L'écriture
La plume d'oie grattait furieusement le papier, ne s'interrompant que pour puiser son fluide vital ébène dans l'encrier. La petite boutique fleurait bon le parchemin et les encres, mais l'homme avait disposé sa chaise et son écritoire tout à l'entrée, car il savait que peu de clients s'aventureraient dans le temple de l'écriture.
Il se redressa enfin, et observa d'un oeil critique son labeur. Finalement, ce fut un sourire satisfait qui se dessina sur son visage. Ses clients, de riches bourgeois, seraient satisfaits : les pleins, les déliés et les boucles étaient parfaitement formés et l'ensemble de la missive était harmonieux. Il rangea soigneusement la missive dans son coffret, et pu s'adonner à son occupation favorite : observer les badauds.
Il était installé à l'angle des deux rues marchandes les plus animées de la ville, et une foule se pressait dans les rues étroites. Paysans venus vendre leurs légumes, riches tailleurs et petite noblesse se mélangeaient dans un semblant de cohésion. L'ignoble odeur et les braillements de la tripière avaient disparus, sans doute avait-elle fermé boutique. Bientôt, les commerçants viendraient lui demander de répertorier quelques actes commerciaux, voire même quelques contrats.
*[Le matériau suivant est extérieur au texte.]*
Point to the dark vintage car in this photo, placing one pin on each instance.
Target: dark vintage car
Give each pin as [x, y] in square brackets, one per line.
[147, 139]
Il était écrivain public depuis de nombreuses années, et aimait son métier plus que tout. Il préférait nettement rédiger les missives privées que les contrats commerciaux, non point par curiosité, mais pour rendre service aux personnes qui ne savaient pas écrire. Et de nombreuses personnes venaient pour lui demander de déchiffrer toutes sortes de documents.
Les yeux dans le vague, fixant sans la voir la devanture du drapier en face de lui, il repensa à ce qu'aurait pu être sa vie. Ses parents voulaient qu'il rentre dans les ordres, pour attirer les bonnes grâces de l'Eglise. Il avait ainsi appris les Saintes Ecritures, la lecture et la calligraphie, mais au fond de lui naissait une terrible angoisse. Si les voeux d'obéissance et de pauvreté ne lui semblaient qu'anecdotiques, le voeu de chasteté lui paraissait définitivement insurmontable. Il avait alors pris la poudre d'escampette et s'était rendu dans en Avignon où il s'était installé en tant ...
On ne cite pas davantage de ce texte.